«Telles sont, monseigneur, les réflexions que l'intérêt du service de l'Empereur m'a suggérées; je vous prie de les soumettre à Sa Majesté, et de me faire connaître ses ordres.

«Le capitaine Denis de Damrémont, mon aide de camp, qui aura l'honneur de vous remettre ces dépêches, pourra donner à Votre Altesse, sur la situation de l'armée, tous les renseignements qu'elle pourra désirer; je prends la liberté de le recommander à vos bontés.»

LE MARÉCHAL SOULT AU MARÉCHAL MARMONT.

«Séville, le 2 juillet 1811.

«Il était très-urgent que j'arrivasse à Séville; les corps espagnols, commandés par Blake et par Balleysteros, qui sont descendus de l'Estramadure, menaçaient déjà cette ville, où on n'était point en mesure de se défendre. D'autre part, j'ai ma gauche extrêmement engagée; l'ennemi y fait des progrès, et peut-être en ce montent ai-je des corps compromis, tandis que, sur mon centre, l'ennemi devient de jour en jour plus entreprenant et augmente le corps qui agit dans les montagnes entre Ronda, Algesiras et Gibraltar.

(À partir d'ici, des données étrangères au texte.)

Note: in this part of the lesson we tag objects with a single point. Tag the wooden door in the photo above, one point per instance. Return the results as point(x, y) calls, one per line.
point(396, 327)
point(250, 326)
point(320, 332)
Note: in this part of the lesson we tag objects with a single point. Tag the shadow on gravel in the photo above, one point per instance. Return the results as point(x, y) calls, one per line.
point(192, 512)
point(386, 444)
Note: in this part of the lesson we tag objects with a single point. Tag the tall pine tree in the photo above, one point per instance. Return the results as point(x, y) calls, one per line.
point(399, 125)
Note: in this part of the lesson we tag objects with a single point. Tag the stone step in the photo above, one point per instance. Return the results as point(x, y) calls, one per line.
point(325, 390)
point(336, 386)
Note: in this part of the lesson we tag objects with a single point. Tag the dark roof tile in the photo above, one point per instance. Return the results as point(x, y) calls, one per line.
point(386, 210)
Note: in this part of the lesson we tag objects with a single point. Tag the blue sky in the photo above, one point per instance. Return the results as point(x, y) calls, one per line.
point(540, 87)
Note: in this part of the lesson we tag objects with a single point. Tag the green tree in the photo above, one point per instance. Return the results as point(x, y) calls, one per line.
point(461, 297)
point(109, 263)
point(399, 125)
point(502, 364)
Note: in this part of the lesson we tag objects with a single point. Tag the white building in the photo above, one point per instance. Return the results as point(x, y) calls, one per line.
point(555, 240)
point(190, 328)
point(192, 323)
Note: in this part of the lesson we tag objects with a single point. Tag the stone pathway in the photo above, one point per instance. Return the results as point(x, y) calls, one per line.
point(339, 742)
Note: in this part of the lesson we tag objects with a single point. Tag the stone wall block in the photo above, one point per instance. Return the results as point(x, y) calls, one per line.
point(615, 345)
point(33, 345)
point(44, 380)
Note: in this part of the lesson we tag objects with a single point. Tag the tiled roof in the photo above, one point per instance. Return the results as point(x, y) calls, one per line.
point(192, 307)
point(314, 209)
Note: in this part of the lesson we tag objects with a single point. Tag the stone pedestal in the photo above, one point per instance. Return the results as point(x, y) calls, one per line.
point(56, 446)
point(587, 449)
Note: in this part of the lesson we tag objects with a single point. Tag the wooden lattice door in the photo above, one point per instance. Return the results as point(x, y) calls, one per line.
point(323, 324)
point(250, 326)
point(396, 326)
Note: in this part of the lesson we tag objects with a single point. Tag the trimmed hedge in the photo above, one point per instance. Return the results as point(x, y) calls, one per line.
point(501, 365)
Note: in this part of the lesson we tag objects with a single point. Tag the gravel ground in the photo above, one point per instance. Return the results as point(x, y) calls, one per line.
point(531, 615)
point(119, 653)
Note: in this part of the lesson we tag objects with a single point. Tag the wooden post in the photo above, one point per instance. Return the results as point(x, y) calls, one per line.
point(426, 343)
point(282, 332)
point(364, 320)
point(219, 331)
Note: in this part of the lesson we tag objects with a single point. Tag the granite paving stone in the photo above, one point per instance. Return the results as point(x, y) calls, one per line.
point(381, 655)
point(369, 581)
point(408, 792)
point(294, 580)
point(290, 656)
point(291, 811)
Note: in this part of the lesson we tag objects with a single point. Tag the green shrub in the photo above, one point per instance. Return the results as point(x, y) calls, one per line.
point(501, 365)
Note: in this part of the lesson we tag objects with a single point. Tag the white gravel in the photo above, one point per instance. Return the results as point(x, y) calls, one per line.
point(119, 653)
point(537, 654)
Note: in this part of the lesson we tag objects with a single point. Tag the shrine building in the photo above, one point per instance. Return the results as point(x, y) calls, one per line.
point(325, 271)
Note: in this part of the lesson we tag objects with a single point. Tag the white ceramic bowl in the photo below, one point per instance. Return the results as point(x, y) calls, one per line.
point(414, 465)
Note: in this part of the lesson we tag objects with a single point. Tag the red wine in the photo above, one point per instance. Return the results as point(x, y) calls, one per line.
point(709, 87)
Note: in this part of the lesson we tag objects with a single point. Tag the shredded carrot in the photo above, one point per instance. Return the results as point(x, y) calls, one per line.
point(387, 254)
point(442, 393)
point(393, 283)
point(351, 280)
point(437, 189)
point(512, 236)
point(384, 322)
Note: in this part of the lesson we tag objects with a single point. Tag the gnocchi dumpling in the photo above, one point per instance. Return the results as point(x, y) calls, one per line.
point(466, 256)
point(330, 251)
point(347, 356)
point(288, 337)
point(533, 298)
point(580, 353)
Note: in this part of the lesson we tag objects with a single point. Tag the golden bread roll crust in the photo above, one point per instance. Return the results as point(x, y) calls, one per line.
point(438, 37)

«Cette situation, qui est la conséquence naturelle des détachements que j'ai dû faire pour secourir Badajoz, me force à presser la marche des troupes que je fais venir de l'Estramadure, pour les mettre aussitôt en campagne et tâcher de rétablir les affaires. Pour le moment, je n'en retire cependant que celles dont j'ai eu l'honneur de faire part à Votre Excellence; mais je dois la prévenir que, si elles étaient insuffisantes, mon devoir m'obligerait à avoir recours au cinquième corps et à la cavalerie commandée par M. le général Latour-Maubourg. Alors Votre Excellence serait sans doute disposée à mettre l'armée de Portugal en position de secourir au besoin Badajoz et d'empêcher les ennemis de faire de nouvelles incursions en Estramadure.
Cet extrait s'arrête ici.